Küçük bir odada, bir yıldızın merkezinde, pek tanınmayan bir güneş sisteminde, biraz tombul bir adam ayakları havada yatakta uzanıyordu. Bilinçsizce ayak parmaklarına bakarken, zihni, uzaktan da olsa ilginç bir şey yaptığı anılarını dolaşıyordu. Birkaç kez pozisyonunu değiştirmişti ve kültivasyonu sayesinde kramp girmesi imkansız olsa da, en rahatsız pozisyonu bulmak için elinden geleni yapıyordu, böylece olası bir kramp durumunda en azından nispeten ilginç bir şey yaşamış olacaktı.
Bu genç, dağınık adam henüz 12 Elisian döngüsü yaşındaydı ve şimdiden Elisian ağındaki en umut verici hazine üreticilerinden biriydi. Bu nedenle, inanılmaz derecede güçlü ve son derece nadir bir hazine üretme görevi kendisine emanet edilmişti. Hazine üretim sürecini hızlandırmak için müşterisi, ona yeni oluşmuş bir evrenden Protos enerjisine erişim sağladı ve hatta neredeyse yarım Elisian döngüsü boyunca başka hiç kimsenin bu yeni evrene girememesi için ek ücret ödedi. İşte böylece, sıkıntıdan patlayan bu genç, kramp yaşamayan adam, hayatının en uzun tek parçasını tek başına çalışarak geçirdi. Bunu bir perspektife oturtmak gerekirse, 14 milyar Dünya yılı boyunca aralıksız çalıştı.
Yaklaşık bir buçuk milyar yıl önce hazinenin temelini oluşturmayı bitirdi, bu da kalan işinin önemli olmasına rağmen ondan çok fazla dikkat gerektirmediği anlamına geliyordu. Belirli bir mesafe içinde olduğu sürece, sadece ruhsal duyularını kullanarak üretime devam edebilirdi. Bu, ona nispeten istediği gibi hareket etme özgürlüğü verdi, ancak yalnız olduğu için çabuk sıkıldı. Kendini eğlendirmek için birçok yol bulmuştu.
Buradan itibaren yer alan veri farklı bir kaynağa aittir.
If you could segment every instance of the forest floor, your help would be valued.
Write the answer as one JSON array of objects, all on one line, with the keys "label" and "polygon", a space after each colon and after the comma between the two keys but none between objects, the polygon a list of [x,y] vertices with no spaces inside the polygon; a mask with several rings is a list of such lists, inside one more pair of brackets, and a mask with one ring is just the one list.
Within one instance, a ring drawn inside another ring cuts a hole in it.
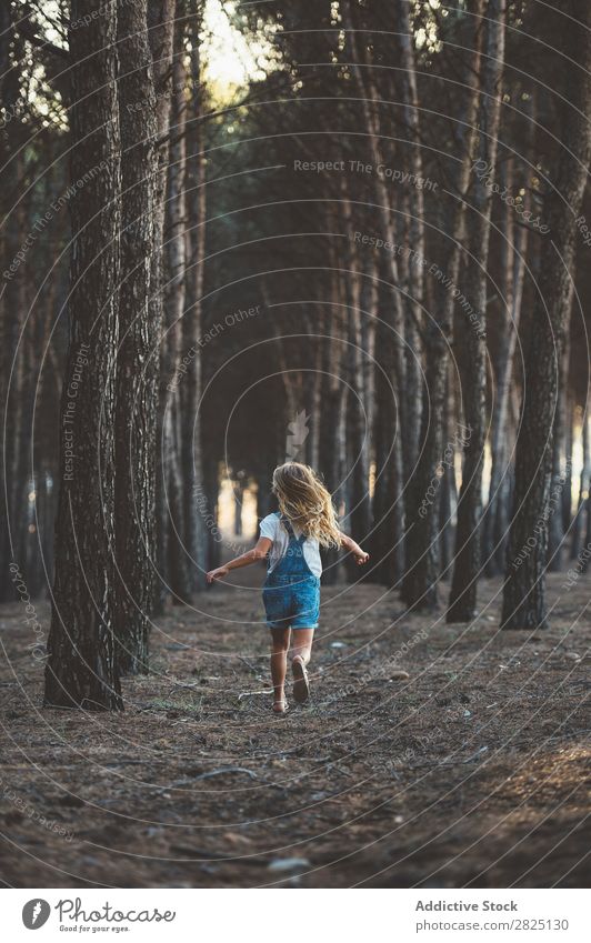
[{"label": "forest floor", "polygon": [[499,580],[454,626],[327,588],[313,698],[282,718],[262,572],[240,576],[158,621],[120,715],[42,709],[23,606],[0,609],[4,885],[584,885],[591,578],[552,574],[534,634],[498,630]]}]

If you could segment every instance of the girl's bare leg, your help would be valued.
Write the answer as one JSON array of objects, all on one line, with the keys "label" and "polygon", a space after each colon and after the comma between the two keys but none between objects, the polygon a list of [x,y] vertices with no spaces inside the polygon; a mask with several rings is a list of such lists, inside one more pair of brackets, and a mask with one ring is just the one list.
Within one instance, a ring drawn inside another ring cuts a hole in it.
[{"label": "girl's bare leg", "polygon": [[314,641],[313,629],[294,629],[291,634],[291,658],[299,658],[304,664],[310,661],[312,642]]},{"label": "girl's bare leg", "polygon": [[[286,705],[286,673],[288,670],[289,629],[271,629],[271,678],[273,680],[273,710],[282,713]],[[281,710],[278,704],[283,705]]]},{"label": "girl's bare leg", "polygon": [[303,704],[310,696],[310,683],[308,681],[305,665],[310,661],[314,630],[294,629],[292,638],[291,671],[293,674],[293,696],[298,703]]}]

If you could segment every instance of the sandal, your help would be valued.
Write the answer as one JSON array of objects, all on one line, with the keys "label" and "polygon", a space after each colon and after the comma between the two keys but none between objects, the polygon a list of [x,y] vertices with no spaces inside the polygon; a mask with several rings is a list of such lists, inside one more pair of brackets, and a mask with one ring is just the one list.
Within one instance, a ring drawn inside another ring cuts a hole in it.
[{"label": "sandal", "polygon": [[291,672],[293,674],[293,698],[298,704],[303,704],[310,696],[310,682],[301,655],[296,655],[291,662]]},{"label": "sandal", "polygon": [[289,705],[286,699],[282,701],[273,701],[273,713],[274,714],[287,714],[289,711]]}]

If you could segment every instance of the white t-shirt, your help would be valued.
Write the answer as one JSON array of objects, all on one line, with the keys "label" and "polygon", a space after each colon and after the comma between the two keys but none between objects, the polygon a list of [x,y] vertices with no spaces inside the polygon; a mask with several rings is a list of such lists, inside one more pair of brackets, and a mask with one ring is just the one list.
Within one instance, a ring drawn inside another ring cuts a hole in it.
[{"label": "white t-shirt", "polygon": [[[281,520],[278,514],[268,514],[267,518],[263,518],[261,521],[261,536],[267,536],[269,540],[273,541],[273,545],[271,546],[271,552],[269,554],[269,572],[271,573],[282,556],[286,555],[287,549],[289,546],[289,534],[281,523]],[[293,533],[297,538],[301,536],[301,531],[298,528],[293,528]],[[303,541],[303,559],[308,563],[312,574],[314,576],[319,576],[322,573],[322,562],[320,560],[320,546],[318,544],[318,540],[314,540],[311,536],[305,538]]]}]

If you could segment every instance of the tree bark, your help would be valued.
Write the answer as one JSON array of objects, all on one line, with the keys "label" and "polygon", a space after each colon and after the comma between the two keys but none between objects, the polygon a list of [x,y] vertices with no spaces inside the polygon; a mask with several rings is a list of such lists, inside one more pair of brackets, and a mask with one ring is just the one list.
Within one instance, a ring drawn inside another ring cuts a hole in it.
[{"label": "tree bark", "polygon": [[158,133],[148,0],[118,2],[121,289],[117,363],[116,519],[119,663],[148,672],[156,566],[159,325],[150,317]]},{"label": "tree bark", "polygon": [[101,0],[72,0],[71,17],[89,18],[84,29],[70,32],[71,177],[76,181],[89,174],[89,179],[70,201],[71,333],[60,415],[61,480],[44,702],[117,710],[123,706],[113,635],[121,221],[117,9],[106,11]]},{"label": "tree bark", "polygon": [[[475,134],[482,9],[483,0],[473,0],[470,4],[473,14],[473,41],[472,50],[464,59],[462,80],[464,91],[459,102],[463,122],[462,159],[455,164],[453,173],[455,197],[448,207],[447,219],[442,221],[442,229],[445,232],[445,251],[442,253],[442,263],[434,263],[438,272],[441,273],[433,287],[435,313],[429,319],[424,332],[427,364],[419,438],[421,453],[409,484],[411,489],[409,508],[412,508],[412,514],[407,520],[407,563],[401,591],[402,599],[409,609],[432,610],[438,604],[440,495],[437,480],[443,454],[442,429],[449,344],[464,234],[464,200]],[[431,498],[432,491],[434,494]]]},{"label": "tree bark", "polygon": [[[484,56],[479,109],[478,160],[494,178],[504,63],[505,0],[489,0],[484,19]],[[492,195],[477,173],[468,237],[465,298],[460,320],[467,349],[464,359],[465,437],[462,483],[458,501],[455,551],[447,622],[469,622],[477,612],[481,570],[482,467],[484,463],[487,401],[487,267]],[[474,320],[475,319],[475,320]]]},{"label": "tree bark", "polygon": [[[515,458],[513,520],[507,554],[502,626],[538,629],[547,624],[545,562],[552,469],[552,422],[558,373],[569,327],[577,219],[591,156],[588,113],[591,102],[591,10],[572,4],[575,30],[568,31],[572,62],[562,106],[561,142],[553,185],[544,200],[550,231],[542,237],[539,291],[529,325],[524,391]],[[564,40],[565,44],[567,40]],[[579,68],[580,67],[580,68]]]}]

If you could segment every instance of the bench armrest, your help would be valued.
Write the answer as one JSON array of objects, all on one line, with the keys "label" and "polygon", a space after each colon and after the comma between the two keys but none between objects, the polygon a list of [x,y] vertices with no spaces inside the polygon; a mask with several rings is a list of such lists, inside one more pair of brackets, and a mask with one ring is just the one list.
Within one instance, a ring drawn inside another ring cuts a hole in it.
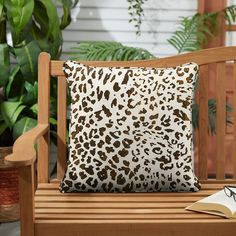
[{"label": "bench armrest", "polygon": [[38,124],[35,128],[21,135],[13,145],[12,154],[5,157],[10,166],[28,166],[36,160],[35,143],[49,130],[49,125]]}]

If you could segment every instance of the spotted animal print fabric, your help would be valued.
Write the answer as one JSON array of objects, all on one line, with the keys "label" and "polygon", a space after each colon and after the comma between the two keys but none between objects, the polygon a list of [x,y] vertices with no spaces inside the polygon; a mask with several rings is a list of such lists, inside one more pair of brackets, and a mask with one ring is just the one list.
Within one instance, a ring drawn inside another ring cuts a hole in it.
[{"label": "spotted animal print fabric", "polygon": [[61,192],[198,191],[191,107],[198,66],[66,61],[69,159]]}]

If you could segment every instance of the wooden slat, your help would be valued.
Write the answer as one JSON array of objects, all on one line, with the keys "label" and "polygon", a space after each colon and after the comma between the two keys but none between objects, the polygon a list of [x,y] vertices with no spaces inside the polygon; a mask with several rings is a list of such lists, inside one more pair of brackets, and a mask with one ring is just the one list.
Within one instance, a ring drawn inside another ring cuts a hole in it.
[{"label": "wooden slat", "polygon": [[[201,185],[201,189],[202,190],[210,190],[210,189],[220,189],[224,186],[224,184],[236,184],[236,181],[234,180],[203,180],[201,181],[202,185]],[[55,181],[55,182],[52,182],[52,183],[40,183],[38,184],[38,190],[58,190],[59,188],[59,184],[60,182],[59,181]],[[202,191],[201,190],[201,191]],[[37,194],[37,193],[36,193]],[[70,193],[70,194],[73,194],[73,193]],[[100,195],[111,195],[112,193],[76,193],[78,196],[80,194],[88,194],[88,196],[100,196]],[[134,195],[147,195],[146,193],[116,193],[115,195],[116,196],[119,196],[119,195],[126,195],[126,196],[134,196]],[[149,194],[166,194],[166,193],[149,193]],[[168,193],[169,194],[169,193]],[[174,194],[174,193],[171,193],[171,194]],[[176,194],[176,193],[175,193]],[[180,194],[180,193],[177,193],[177,194]]]},{"label": "wooden slat", "polygon": [[162,213],[162,214],[37,214],[36,219],[216,219],[216,216],[207,214],[196,214],[194,212],[187,213]]},{"label": "wooden slat", "polygon": [[[188,204],[189,205],[189,204]],[[151,208],[151,209],[122,209],[122,208],[36,208],[35,214],[170,214],[170,213],[186,213],[184,206],[170,208]]]},{"label": "wooden slat", "polygon": [[188,219],[188,220],[36,220],[36,236],[230,236],[236,231],[235,220]]},{"label": "wooden slat", "polygon": [[62,179],[66,168],[66,80],[58,77],[57,101],[57,178]]},{"label": "wooden slat", "polygon": [[198,177],[207,179],[208,159],[208,66],[200,67],[199,73],[199,163]]},{"label": "wooden slat", "polygon": [[21,235],[34,235],[34,165],[19,168]]},{"label": "wooden slat", "polygon": [[[38,123],[49,125],[50,109],[50,57],[41,53],[38,62]],[[38,141],[38,182],[47,183],[49,180],[49,131]]]},{"label": "wooden slat", "polygon": [[[203,190],[199,191],[196,193],[158,193],[158,194],[153,194],[149,193],[148,196],[145,195],[139,195],[139,194],[133,194],[129,195],[129,197],[125,197],[122,195],[116,196],[116,194],[110,194],[110,195],[92,195],[91,196],[91,201],[93,202],[160,202],[163,201],[164,197],[168,197],[167,201],[172,201],[172,202],[177,202],[181,201],[182,198],[186,198],[186,195],[188,198],[195,199],[199,197],[204,197],[206,195],[211,195],[215,193],[216,190]],[[124,194],[123,194],[124,195]],[[147,194],[146,194],[147,195]],[[149,196],[150,195],[150,196]],[[89,196],[84,193],[84,194],[79,194],[77,196],[74,193],[69,193],[69,194],[61,194],[59,191],[45,191],[45,190],[40,190],[37,191],[36,196],[35,196],[35,201],[37,202],[61,202],[61,201],[68,201],[68,202],[88,202],[90,201]]]},{"label": "wooden slat", "polygon": [[216,75],[216,179],[225,178],[226,91],[225,63],[217,63]]},{"label": "wooden slat", "polygon": [[236,61],[233,64],[233,178],[236,179]]},{"label": "wooden slat", "polygon": [[[190,192],[188,193],[188,196],[205,196],[205,195],[210,195],[213,194],[216,190],[214,189],[209,189],[209,190],[201,190],[198,192]],[[124,195],[124,194],[123,194]],[[126,201],[126,198],[123,197],[122,194],[119,193],[108,193],[108,194],[104,194],[104,193],[94,193],[92,196],[93,201]],[[126,194],[125,194],[126,195]],[[133,193],[133,194],[129,194],[128,196],[132,196],[132,201],[152,201],[154,199],[156,199],[156,195],[158,196],[162,196],[162,197],[173,197],[173,198],[181,198],[186,196],[185,192],[180,192],[180,193],[167,193],[167,192],[160,192],[160,193]],[[59,200],[59,196],[60,197],[68,197],[68,198],[79,198],[79,201],[83,202],[83,201],[88,201],[88,197],[91,195],[88,195],[87,193],[68,193],[68,194],[62,194],[58,191],[58,189],[40,189],[37,190],[35,193],[35,200],[38,201],[43,201],[44,199],[47,199],[48,201],[51,201],[51,199],[54,199],[55,201],[57,201],[57,199]],[[102,196],[102,198],[101,198]],[[148,196],[148,197],[145,197]],[[52,201],[54,201],[52,200]],[[129,200],[130,201],[130,200]]]}]

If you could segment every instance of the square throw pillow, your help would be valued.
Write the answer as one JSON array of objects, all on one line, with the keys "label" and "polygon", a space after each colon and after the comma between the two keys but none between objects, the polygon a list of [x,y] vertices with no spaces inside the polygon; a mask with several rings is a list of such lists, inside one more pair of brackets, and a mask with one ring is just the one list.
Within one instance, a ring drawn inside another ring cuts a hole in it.
[{"label": "square throw pillow", "polygon": [[66,61],[69,160],[61,192],[197,191],[192,103],[198,66]]}]

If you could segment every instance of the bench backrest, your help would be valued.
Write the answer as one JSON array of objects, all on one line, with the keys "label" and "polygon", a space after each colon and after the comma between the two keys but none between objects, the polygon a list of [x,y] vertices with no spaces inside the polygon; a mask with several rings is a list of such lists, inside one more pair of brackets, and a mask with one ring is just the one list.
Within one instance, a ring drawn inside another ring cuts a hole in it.
[{"label": "bench backrest", "polygon": [[[226,178],[225,160],[225,134],[226,134],[226,100],[230,98],[232,107],[236,107],[236,47],[222,47],[201,50],[183,55],[146,60],[146,61],[121,61],[121,62],[82,62],[93,66],[146,66],[146,67],[172,67],[187,62],[196,62],[200,66],[200,81],[197,95],[199,104],[199,128],[195,135],[195,156],[198,159],[197,176],[200,180],[207,180],[208,173],[208,150],[210,136],[208,129],[208,99],[215,96],[217,104],[216,112],[216,155],[215,177],[216,180]],[[39,107],[38,122],[49,123],[50,114],[50,79],[58,79],[58,130],[57,130],[57,178],[60,180],[66,167],[66,80],[62,71],[63,61],[50,60],[47,53],[41,53],[38,65],[39,83]],[[210,76],[209,76],[210,75]],[[231,75],[231,77],[229,77]],[[53,77],[52,77],[53,76]],[[210,79],[209,79],[210,78]],[[209,89],[215,88],[215,92]],[[229,84],[231,95],[226,96],[226,85]],[[236,120],[236,109],[232,112],[232,120]],[[233,123],[231,134],[232,155],[230,178],[236,179],[236,122]],[[39,140],[38,148],[38,181],[40,183],[50,181],[49,178],[49,134]]]}]

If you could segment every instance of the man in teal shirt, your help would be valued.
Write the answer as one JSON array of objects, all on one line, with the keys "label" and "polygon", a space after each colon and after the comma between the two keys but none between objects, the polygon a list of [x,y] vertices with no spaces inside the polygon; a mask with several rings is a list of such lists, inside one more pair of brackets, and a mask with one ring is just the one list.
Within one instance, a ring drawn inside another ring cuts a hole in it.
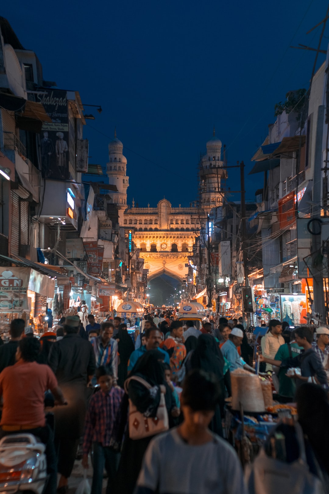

En son ve en büyük fikri, bol miktarda ruhsal enerjiyle kendi ruhlarını oluşturacak kadar çok sayıda hazine üretmekti. Sonra bu ruhsal hazinelere birçok kısıtlama getirdi ve onları her zaman izleyebildiğinden emin oldu, ayrıca onlara kökleşmiş görevler verdi. Onlara Sistemler adını verdi. Sonunda, Sistemleri engin evrene saldı. Artık tek yapması gereken, bu evrenin sakinlerinden bazılarının onları bulmasını beklemek ve eğlencesine başlamaktı.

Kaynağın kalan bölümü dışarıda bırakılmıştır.